He argues:
Democrats and Republicans generally have different approaches to controlling the growth of health care spending. Democrats often favor a top-down approach: a panel of experts set up by the recent health care law will decide which medical procedures are cost-effective and which are wasteful. Republicans tend to prefer a bottom-up approach: empower consumers to make their own choices, they say, and the power of competition among private providers will keep costs down.
One thing that the two parties share, however, is the belief that controlling health care costs is possible. Yet many economists believe that the rise in health spending is largely the result of medical advances, which prolong and enhance life at a high cost. Perhaps health spending will inevitably, and even should, keep rising as a share of national income.
This possibility raises a question: If health care becomes an increasing share of the economy, how will we allocate it, and how will we pay for it? That is, if controlling the cost of health care fails, what is Plan B?
What he seems to be saying if I read it correctly is that the future is most likely just more of the past but just more of more. Namely health care is inevitably an ever increasing burden on the economy.
Now I would like to argue a different future, and I do so by also looking at the past, the distant past, and also looking at the future, especially the genetic medicine future we have been writing about herein. I have been accused by some in a lighthearted manner as being idiosyncratic, covering a disparate set of issues but in this one statement by Mankiw I believe I can try and tie some of them together.
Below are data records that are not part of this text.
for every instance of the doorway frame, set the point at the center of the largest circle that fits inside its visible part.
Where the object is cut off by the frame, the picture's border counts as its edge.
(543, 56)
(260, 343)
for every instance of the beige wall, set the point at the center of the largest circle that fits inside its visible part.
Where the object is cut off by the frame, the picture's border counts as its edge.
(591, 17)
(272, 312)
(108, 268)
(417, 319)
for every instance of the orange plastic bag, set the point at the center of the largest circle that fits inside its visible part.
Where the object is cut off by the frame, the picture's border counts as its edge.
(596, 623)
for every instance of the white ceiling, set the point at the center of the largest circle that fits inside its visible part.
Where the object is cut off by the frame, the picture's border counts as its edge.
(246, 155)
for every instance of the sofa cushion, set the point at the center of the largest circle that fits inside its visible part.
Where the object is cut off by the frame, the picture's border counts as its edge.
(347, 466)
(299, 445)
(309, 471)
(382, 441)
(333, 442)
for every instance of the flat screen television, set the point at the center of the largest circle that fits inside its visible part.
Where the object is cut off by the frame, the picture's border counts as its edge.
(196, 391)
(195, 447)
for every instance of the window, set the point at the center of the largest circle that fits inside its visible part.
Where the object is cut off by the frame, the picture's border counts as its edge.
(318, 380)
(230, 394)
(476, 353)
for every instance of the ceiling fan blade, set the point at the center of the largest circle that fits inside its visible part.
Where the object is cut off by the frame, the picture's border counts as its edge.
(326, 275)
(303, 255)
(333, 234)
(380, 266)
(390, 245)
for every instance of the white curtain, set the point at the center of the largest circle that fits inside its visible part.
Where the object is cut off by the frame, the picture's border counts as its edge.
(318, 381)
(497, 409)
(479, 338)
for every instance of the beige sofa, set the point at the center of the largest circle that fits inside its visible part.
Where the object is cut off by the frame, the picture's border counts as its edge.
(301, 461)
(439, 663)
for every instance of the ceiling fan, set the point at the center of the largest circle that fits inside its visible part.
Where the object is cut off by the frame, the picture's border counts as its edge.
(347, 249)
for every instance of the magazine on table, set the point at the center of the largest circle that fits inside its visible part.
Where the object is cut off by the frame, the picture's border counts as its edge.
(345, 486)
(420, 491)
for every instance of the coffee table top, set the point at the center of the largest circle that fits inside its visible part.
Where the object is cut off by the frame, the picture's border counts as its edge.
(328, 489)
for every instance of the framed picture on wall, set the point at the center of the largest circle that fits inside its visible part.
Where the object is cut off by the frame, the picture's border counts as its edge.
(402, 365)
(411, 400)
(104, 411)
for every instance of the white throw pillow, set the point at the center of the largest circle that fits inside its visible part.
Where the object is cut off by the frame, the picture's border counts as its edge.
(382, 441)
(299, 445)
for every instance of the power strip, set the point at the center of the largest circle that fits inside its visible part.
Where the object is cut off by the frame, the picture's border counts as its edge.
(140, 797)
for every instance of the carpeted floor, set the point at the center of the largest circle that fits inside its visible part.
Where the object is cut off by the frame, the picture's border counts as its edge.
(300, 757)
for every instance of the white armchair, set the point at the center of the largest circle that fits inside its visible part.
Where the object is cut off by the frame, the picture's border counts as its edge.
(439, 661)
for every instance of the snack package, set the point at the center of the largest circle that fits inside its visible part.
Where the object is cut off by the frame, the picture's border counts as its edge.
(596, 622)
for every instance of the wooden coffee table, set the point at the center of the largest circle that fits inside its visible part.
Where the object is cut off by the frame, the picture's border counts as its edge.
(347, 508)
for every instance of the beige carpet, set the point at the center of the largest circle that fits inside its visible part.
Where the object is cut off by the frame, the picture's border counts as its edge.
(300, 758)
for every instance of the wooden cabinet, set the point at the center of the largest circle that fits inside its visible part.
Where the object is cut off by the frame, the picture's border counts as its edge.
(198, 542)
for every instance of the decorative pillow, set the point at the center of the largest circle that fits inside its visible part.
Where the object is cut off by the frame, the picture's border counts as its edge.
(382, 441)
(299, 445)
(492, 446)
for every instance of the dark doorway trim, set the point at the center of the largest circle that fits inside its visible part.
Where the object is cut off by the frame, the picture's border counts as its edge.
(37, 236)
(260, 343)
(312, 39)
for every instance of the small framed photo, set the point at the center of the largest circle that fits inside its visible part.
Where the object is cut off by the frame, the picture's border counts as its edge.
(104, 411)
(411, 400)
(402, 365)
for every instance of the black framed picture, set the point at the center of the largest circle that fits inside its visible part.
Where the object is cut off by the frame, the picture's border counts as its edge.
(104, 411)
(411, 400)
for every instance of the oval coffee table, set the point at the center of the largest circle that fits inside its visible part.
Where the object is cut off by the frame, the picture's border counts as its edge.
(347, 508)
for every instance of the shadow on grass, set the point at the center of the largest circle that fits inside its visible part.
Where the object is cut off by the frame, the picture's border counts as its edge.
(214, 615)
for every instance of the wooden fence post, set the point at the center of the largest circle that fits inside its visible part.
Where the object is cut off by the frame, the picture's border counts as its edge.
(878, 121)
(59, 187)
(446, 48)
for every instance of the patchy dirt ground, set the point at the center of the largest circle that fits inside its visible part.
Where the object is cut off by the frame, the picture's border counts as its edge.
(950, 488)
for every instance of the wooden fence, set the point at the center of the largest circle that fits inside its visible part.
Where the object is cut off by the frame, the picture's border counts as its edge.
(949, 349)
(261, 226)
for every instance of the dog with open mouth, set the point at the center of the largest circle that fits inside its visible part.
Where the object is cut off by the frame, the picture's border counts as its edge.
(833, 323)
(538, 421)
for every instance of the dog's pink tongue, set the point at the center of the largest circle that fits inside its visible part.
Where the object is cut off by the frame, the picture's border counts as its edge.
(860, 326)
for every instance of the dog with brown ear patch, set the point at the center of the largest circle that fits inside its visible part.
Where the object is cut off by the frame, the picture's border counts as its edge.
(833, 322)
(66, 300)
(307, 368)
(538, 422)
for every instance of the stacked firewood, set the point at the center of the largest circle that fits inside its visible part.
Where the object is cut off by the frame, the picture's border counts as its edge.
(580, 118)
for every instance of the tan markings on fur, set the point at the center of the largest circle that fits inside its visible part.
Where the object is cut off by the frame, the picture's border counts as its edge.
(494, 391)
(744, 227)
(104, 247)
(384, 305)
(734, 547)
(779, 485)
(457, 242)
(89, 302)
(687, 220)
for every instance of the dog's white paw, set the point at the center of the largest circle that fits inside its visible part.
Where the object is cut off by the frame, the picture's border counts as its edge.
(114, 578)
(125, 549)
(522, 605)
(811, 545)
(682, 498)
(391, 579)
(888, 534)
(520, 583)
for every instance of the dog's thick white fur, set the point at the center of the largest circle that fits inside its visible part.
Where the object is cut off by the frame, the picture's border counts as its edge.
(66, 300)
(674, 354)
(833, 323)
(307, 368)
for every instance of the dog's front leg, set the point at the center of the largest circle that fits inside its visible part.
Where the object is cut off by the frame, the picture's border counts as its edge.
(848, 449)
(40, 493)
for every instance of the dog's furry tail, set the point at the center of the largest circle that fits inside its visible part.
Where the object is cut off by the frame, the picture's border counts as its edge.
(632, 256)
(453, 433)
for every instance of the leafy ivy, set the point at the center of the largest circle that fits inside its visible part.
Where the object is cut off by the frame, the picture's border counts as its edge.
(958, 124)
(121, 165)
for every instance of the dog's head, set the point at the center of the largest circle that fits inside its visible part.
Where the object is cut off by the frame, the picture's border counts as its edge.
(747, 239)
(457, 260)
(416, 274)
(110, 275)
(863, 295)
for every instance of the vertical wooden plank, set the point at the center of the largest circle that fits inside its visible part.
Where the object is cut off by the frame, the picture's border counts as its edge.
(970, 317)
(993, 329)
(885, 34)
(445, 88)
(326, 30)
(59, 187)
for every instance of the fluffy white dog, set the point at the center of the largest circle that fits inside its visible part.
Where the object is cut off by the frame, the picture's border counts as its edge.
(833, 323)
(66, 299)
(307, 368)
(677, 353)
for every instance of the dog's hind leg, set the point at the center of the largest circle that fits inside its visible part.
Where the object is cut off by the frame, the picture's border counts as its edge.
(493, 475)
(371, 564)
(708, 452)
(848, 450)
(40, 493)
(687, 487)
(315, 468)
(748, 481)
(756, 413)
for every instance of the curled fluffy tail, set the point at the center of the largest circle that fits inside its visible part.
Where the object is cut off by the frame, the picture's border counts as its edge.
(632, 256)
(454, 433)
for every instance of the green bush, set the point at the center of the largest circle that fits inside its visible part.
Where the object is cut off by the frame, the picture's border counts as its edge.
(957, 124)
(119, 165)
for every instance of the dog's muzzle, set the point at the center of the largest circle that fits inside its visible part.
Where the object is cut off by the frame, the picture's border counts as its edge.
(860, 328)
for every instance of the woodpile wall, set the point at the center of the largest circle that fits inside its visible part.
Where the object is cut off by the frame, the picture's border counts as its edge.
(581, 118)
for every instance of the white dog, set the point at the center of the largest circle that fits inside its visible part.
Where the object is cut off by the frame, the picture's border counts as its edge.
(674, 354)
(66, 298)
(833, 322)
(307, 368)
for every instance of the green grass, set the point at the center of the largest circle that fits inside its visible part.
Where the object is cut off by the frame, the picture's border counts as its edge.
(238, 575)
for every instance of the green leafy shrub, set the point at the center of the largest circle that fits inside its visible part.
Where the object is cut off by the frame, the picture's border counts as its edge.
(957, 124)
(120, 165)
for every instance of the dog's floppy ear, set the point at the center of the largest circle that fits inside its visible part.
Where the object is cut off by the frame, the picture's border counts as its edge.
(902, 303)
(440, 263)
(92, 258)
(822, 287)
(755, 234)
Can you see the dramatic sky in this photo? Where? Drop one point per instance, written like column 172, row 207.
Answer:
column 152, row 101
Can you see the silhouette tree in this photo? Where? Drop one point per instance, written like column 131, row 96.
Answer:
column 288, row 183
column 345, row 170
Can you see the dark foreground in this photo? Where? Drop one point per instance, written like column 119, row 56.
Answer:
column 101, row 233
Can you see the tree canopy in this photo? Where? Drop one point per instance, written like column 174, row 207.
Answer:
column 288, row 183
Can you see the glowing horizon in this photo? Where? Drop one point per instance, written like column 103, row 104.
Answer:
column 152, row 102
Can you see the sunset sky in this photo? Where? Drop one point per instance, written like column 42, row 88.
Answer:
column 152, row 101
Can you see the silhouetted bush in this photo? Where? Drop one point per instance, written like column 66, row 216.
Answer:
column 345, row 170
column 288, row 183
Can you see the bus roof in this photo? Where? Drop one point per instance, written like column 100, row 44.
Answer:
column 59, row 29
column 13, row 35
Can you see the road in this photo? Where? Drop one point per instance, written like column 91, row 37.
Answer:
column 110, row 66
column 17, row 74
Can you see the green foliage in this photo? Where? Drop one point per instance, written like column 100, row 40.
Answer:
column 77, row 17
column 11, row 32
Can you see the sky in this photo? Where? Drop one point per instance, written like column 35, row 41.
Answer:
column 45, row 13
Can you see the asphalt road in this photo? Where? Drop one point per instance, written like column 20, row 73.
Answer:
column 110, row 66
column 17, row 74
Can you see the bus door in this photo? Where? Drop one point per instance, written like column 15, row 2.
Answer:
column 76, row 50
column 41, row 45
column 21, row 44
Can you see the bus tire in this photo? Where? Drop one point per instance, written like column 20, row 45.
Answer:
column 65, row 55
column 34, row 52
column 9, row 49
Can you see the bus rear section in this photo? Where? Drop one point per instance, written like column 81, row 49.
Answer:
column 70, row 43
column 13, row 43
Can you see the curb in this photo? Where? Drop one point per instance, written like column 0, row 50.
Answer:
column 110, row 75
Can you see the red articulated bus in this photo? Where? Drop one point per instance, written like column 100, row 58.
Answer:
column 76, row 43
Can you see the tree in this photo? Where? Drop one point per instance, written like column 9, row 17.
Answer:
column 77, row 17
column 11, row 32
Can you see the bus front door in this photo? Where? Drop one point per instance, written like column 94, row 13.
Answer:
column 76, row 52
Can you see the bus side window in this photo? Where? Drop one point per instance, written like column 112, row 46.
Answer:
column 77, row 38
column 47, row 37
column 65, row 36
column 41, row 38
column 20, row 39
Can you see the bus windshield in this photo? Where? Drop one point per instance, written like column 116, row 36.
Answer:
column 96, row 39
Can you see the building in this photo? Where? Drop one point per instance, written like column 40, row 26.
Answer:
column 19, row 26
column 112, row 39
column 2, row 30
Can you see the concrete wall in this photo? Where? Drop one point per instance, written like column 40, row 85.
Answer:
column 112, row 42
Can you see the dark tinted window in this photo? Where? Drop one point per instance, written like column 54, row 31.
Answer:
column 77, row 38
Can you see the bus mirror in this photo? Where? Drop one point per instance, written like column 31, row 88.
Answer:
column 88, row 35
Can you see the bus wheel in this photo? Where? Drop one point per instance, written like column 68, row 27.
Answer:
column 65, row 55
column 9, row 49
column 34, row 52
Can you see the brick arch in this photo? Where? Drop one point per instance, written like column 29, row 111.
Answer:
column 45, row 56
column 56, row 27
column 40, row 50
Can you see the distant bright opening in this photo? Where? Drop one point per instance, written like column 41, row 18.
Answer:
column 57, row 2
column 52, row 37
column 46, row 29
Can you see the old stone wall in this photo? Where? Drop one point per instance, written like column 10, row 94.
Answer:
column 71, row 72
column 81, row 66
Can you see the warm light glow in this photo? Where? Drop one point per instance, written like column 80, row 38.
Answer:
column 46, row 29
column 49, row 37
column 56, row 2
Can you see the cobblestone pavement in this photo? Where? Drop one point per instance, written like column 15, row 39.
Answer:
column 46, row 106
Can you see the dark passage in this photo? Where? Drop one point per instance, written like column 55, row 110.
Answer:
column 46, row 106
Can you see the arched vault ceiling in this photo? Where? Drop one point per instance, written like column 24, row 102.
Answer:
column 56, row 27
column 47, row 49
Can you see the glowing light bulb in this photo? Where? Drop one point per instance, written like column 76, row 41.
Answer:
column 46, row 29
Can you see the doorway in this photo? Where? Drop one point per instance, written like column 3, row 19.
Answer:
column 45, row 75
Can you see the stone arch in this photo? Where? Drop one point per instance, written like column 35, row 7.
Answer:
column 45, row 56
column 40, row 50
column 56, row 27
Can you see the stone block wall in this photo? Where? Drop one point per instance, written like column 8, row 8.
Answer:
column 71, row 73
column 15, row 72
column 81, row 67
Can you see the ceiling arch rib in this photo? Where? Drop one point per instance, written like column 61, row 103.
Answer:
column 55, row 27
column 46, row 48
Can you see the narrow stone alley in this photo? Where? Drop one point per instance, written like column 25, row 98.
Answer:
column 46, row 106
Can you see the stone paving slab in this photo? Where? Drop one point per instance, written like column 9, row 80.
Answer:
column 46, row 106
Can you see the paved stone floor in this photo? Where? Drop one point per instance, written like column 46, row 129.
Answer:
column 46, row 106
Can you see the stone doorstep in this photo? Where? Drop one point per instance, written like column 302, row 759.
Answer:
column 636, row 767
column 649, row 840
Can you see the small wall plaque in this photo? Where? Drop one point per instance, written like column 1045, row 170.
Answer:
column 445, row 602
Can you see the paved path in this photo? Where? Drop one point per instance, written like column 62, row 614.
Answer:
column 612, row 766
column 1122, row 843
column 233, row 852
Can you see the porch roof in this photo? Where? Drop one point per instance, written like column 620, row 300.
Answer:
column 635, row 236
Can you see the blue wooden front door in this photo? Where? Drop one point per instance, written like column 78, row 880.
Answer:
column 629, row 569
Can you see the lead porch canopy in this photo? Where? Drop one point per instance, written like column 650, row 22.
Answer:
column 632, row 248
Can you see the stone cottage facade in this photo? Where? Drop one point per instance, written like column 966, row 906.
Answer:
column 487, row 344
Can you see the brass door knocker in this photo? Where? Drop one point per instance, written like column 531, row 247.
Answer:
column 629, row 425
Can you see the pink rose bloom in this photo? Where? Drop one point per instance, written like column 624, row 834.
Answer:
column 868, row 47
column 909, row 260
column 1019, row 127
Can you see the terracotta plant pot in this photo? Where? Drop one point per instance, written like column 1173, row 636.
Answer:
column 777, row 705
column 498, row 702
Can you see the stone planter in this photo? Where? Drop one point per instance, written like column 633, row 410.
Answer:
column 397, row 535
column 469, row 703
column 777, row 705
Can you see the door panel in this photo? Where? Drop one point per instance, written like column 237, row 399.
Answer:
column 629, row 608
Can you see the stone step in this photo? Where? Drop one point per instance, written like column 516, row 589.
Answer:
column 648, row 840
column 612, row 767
Fifty years ago if one had congestive heart failure we just took care of you until you died. It was relatively cheap. The average weight of a recruit into the Army in 1943 was about 135 pounds and obesity then was not an issue. If a patient presented with a breast tumor or melanoma we gave then six to nine months of care which was relatively cheap.
We are in a stage in medicine where the tools for diagnosing and treating are massive and costly. But we are seeing tremendous changes and developments in genetic medicine. The imatinib in CML and the recent approaches to melanoma which we have written about, as well as the advances in prostate cancer, and of course our understanding of the costs of obesity and its sequellae.
Thus we will most likely see this growth of genetic tools explode and putatively reduce costs by catching disease early and treating it medicinally. Life style disease is still a conundrum which I see no way other than "taxing" the one making the choice and placing the tax in a future fund to treat them. We kind of do that with smokers. We must do that with the obese.
So what is the counter to Mankiw:
1. Medicine is not a stable field of science. Massive sea state change can occur and we are seeing them now. Looking at the future we see based upon the facts we have discussed herein clearly shows that change and we see a medicine dramatically different and in reality potentially less costly, except for life style choices, which we have discussed in detail.
2. Plan B may very well be this effort. More genetic developments, better understanding disease at the pathway level as we have described it and taxing the life style costs.
There is a second issue Makniw considers, the payment for Medicare, I believe that is what he meant. He states:
Democrats want to increase taxes on the rich to fund the looming fiscal gap, which is driven largely by soaring health costs. Republicans object, saying higher taxes create economic distortions, discourage work and impede growth. Last month, John A. Boehner, the House speaker, said that we should instead consider means-testing Medicare. But what does that mean?
But as we have shown this week in our analysis in response to the Washington Post discussions, we have a Medicare system which taxes the rich to pay for the poor. In fact the super rich are already super taxed. The Democrats want to further increase the tax and we proposed a level adjusting along with an age adjustment. The Medicare problem is really solvable by those to means and also can be further improved if we deal with the excessive use, namely people playing the system to maximize income but to no benefit to the patient. Medicare should really focus on catastrophic coverage; cancer, end of life, accidents, debilitating disease, and we should raise the bar on the rest. The new law through the ACO play I believe will do just the opposite. We have discussed that in detail as well.
Discussing health care and its future must be done in a holistic manner, not just as an economist would do by simply looking at the past and projecting the future, but as a scientist, engineer and physician would, looking at the changes and integrating them in the path forward. It is only by understanding what the future as we see it currently unfolding is going to bring and how to assist its movement forward that we will best understand health care.
It is a pity that no one in Washington seems to either understand or articulate that issue.